Documentation ¶
Overview ¶
The charset package implements translation between character sets. It uses Unicode as the intermediate representation. Because it can be large, the character set data is separated from the charset package. It can be embedded in the Go executable by importing the data package:
import _ "code.google.com/p/go-charset/data"
It can also made available in a data directory (by settting CharsetDir).
Index ¶
- Variables
- func Names() []string
- func NewReader(charset string, r io.Reader) (io.Reader, error)
- func NewTranslatingReader(r io.Reader, tr Translator) io.Reader
- func NewTranslatingWriter(w io.Writer, tr Translator) io.WriteCloser
- func NewWriter(charset string, w io.Writer) (io.WriteCloser, error)
- func NormalizedName(s string) string
- func Register(factory Factory)
- func RegisterDataFile(name string, open func() (io.ReadCloser, error))
- type Charset
- type Factory
- type Translator
Examples ¶
Constants ¶
This section is empty.
Variables ¶
var CharsetDir = "/usr/local/lib/go-charset/datafiles"

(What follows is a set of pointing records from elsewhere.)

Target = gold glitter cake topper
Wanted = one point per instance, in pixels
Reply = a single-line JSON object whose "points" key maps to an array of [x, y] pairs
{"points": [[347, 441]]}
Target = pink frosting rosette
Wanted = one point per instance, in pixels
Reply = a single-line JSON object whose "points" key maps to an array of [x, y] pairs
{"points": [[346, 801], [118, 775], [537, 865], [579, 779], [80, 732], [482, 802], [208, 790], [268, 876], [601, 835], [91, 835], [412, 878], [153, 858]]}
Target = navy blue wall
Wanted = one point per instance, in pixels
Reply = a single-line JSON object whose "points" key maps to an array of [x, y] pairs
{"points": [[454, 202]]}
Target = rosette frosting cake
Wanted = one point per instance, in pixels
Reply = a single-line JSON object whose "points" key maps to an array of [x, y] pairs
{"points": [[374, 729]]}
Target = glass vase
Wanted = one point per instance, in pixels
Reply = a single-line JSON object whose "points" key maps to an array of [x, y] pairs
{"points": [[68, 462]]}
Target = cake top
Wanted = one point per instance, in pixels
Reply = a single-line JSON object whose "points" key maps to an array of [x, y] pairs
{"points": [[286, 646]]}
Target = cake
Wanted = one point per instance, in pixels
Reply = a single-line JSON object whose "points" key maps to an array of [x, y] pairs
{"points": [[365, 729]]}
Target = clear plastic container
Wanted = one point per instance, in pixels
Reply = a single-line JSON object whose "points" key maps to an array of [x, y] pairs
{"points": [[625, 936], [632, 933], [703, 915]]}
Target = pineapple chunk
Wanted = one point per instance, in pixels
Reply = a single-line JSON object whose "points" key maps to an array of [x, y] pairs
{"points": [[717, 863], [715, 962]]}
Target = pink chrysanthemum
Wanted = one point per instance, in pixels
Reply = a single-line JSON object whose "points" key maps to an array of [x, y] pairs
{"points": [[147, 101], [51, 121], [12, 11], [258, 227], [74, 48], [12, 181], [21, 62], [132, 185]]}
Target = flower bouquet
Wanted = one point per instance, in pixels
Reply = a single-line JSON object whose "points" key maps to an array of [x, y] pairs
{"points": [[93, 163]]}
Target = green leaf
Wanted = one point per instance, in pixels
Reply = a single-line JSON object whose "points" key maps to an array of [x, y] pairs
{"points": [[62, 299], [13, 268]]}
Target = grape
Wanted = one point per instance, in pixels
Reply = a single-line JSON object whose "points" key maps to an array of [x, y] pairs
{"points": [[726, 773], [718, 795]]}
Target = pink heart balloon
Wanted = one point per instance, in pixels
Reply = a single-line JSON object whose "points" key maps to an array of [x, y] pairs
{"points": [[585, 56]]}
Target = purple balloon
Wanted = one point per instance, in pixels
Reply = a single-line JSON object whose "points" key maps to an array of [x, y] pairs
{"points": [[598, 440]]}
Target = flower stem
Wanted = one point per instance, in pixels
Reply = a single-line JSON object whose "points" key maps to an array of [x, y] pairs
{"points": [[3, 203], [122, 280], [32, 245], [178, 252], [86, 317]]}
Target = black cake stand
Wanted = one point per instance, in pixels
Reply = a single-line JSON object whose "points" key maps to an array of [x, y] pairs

CharsetDir gives the location of the default data file directory. This directory will be used for files with names that have not been registered with RegisterDataFile.
Functions ¶
func Names ¶
func Names() []string
Names returns the canonical names of all supported character sets, in alphabetical order.
func NewReader ¶
NewReader returns a new Reader that translates from the named character set to UTF-8 as it reads r.
Example ¶
package main import ( "fmt" "github.com/mjibson/goread/_third_party/code.google.com/p/go-charset/charset" "io/ioutil" "log" "strings" _ "github.com/mjibson/goread/_third_party/code.google.com/p/go-charset/data" ) func main() { r, err := charset.NewReader("latin1", strings.NewReader("\xa35 for Pepp\xe9")) if err != nil { log.Fatal(err) } result, err := ioutil.ReadAll(r) if err != nil { log.Fatal(err) } fmt.Printf("%s\n", result) }
Output: £5 for Peppé
func NewTranslatingReader ¶
func NewTranslatingReader(r io.Reader, tr Translator) io.Reader
NewTranslatingReader returns a new Reader that translates data using the given Translator as it reads r.
func NewTranslatingWriter ¶
func NewTranslatingWriter(w io.Writer, tr Translator) io.WriteCloser
NewTranslatingWriter returns a new WriteCloser writing to w. It passes the written bytes through the given Translator.
func NewWriter ¶
NewWriter returns a new WriteCloser writing to w. It converts writes of UTF-8 text into writes on w of text in the named character set. The Close is necessary to flush any remaining partially translated characters to the output.
Example ¶
package main import ( "bytes" "fmt" "github.com/mjibson/goread/_third_party/code.google.com/p/go-charset/charset" "log" _ "github.com/mjibson/goread/_third_party/code.google.com/p/go-charset/data" ) func main() { buf := new(bytes.Buffer) w, err := charset.NewWriter("latin1", buf) if err != nil { log.Fatal(err) } fmt.Fprintf(w, "£5 for Peppé") w.Close() fmt.Printf("%q\n", buf.Bytes()) }
Output: "\xa35 for Pepp\xe9"
func NormalizedName ¶
NormalisedName returns s with all Roman capitals mapped to lower case, and '_' mapped to '-'
func Register ¶
func Register(factory Factory)
Register registers a new Factory which will be consulted when NewReader or NewWriter needs a character set translator for a given name.
func RegisterDataFile ¶
func RegisterDataFile(name string, open func() (io.ReadCloser, error))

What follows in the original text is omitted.